Early this morning I had an email from an engineer on the Google News team. He said he was also a Berkeleyside reader and that, off the record, I should know that the problem was a bug and the Google News team was working to resolve it. No ETA for a solution, but he was happy to help me with a Google News backchannel. I’d earlier posted on a Google support forum thread that I reckoned the problem was a screw-up, not a conspiracy. I’m glad I was right.

At about 3pm Pacific time today we started reappearing in the Google News index. Megan Garber wrote an article on Nieman Lab explaining the kerfuffle. (I wish I’d thought of the headline: “Bug, not snub!” Again with the exclamation mark.) Google’s Jeannie Hornung told Garber, “Google News experienced technical difficulties that may have prevented the indexing of recent articles from some news sources. We believe all issues have been resolved. We apologize to our users and the sites affected.”

Phew.

What lessons can anyone draw from this? First, for all the ascendance of Twitter I’m convinced that my fuller, more reasoned explanation of what happened here on Davos Newbies was crucial. If I had 300,000 followers on Twitter perhaps 140 characters would have provoked someone to action. With less Twitter clout I think the fact that I actually marshaled my arguments in a more discursive form was crucial.

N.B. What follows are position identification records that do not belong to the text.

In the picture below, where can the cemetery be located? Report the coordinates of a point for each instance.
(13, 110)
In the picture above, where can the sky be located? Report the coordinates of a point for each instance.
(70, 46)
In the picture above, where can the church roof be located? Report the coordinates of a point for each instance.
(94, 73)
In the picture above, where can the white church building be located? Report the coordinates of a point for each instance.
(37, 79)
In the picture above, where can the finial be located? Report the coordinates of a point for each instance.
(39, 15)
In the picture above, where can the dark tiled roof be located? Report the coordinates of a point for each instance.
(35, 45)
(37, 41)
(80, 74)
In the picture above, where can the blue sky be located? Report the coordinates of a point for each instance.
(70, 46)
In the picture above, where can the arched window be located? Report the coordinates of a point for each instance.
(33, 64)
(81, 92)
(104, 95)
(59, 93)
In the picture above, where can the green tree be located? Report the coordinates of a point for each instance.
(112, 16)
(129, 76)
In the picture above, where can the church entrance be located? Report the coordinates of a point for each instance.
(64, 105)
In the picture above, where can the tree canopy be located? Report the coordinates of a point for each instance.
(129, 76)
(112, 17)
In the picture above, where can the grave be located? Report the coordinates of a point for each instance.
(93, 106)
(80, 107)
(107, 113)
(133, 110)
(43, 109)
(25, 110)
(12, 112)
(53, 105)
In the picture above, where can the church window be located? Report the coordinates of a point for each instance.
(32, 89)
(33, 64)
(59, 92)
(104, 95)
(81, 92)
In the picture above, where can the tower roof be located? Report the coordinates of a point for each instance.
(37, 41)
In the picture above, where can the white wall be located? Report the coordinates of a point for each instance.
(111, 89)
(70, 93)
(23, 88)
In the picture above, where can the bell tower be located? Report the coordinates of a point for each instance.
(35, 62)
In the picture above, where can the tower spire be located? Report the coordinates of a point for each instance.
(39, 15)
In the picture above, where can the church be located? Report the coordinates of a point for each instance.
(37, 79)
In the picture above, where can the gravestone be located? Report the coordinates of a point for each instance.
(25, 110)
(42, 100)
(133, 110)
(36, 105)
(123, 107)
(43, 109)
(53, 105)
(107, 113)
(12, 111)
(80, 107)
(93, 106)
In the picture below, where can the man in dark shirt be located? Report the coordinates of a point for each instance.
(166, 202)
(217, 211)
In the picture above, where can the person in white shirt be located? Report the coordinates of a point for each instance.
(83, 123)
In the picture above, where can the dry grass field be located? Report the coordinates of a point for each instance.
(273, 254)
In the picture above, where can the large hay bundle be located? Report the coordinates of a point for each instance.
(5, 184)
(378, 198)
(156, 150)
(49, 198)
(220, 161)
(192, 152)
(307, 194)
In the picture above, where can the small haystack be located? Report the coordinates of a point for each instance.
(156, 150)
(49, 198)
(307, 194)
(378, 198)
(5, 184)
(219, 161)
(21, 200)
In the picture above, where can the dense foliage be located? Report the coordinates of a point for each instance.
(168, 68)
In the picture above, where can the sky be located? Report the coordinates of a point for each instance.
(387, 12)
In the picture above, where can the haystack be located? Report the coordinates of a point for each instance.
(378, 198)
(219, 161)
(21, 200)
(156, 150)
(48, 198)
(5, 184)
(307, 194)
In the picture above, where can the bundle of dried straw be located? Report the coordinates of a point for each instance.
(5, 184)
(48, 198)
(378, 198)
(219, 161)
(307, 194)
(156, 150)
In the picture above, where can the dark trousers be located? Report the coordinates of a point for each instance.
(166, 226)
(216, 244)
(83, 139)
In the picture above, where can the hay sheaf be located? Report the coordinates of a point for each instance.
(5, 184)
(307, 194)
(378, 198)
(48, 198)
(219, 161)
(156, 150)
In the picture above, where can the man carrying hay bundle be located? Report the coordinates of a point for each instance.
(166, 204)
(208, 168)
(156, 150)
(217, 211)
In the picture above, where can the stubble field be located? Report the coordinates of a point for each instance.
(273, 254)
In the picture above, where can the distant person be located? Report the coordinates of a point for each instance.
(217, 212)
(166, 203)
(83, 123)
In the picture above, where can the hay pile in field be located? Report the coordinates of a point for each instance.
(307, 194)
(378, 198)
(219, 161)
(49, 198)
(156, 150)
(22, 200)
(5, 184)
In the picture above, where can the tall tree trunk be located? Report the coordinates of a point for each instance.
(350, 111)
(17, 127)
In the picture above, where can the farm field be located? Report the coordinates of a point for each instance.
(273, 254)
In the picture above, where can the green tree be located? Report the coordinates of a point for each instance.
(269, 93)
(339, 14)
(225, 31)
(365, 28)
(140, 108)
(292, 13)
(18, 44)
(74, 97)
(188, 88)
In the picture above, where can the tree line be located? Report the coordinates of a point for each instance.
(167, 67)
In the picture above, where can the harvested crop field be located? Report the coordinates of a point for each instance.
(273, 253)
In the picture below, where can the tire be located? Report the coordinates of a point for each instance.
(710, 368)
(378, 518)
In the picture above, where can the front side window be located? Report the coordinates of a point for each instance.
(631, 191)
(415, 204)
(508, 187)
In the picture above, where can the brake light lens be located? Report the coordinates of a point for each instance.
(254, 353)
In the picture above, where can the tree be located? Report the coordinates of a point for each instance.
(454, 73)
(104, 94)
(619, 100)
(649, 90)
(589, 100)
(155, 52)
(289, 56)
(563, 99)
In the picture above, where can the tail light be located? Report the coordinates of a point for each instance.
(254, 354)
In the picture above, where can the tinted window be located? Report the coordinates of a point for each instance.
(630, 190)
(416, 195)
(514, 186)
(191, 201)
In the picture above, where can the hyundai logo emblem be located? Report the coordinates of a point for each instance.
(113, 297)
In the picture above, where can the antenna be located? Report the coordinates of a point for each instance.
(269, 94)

Second, it sure is great to have friends who have bigger megaphones, particularly in the media and tech worlds. The Google support forums where I was posting yesterday were filled with howls from media site owners who had been delisted. No one from Google was replying, so a lot of the forum posts were either grand conspiracy theorists or despairing writers wondering what was going on. From my back channel I’m sure that the Google News team was aware of the bug and was working away. But the cascade of protests on our behalf and the swift resolution today strikes me as more than a coincidence.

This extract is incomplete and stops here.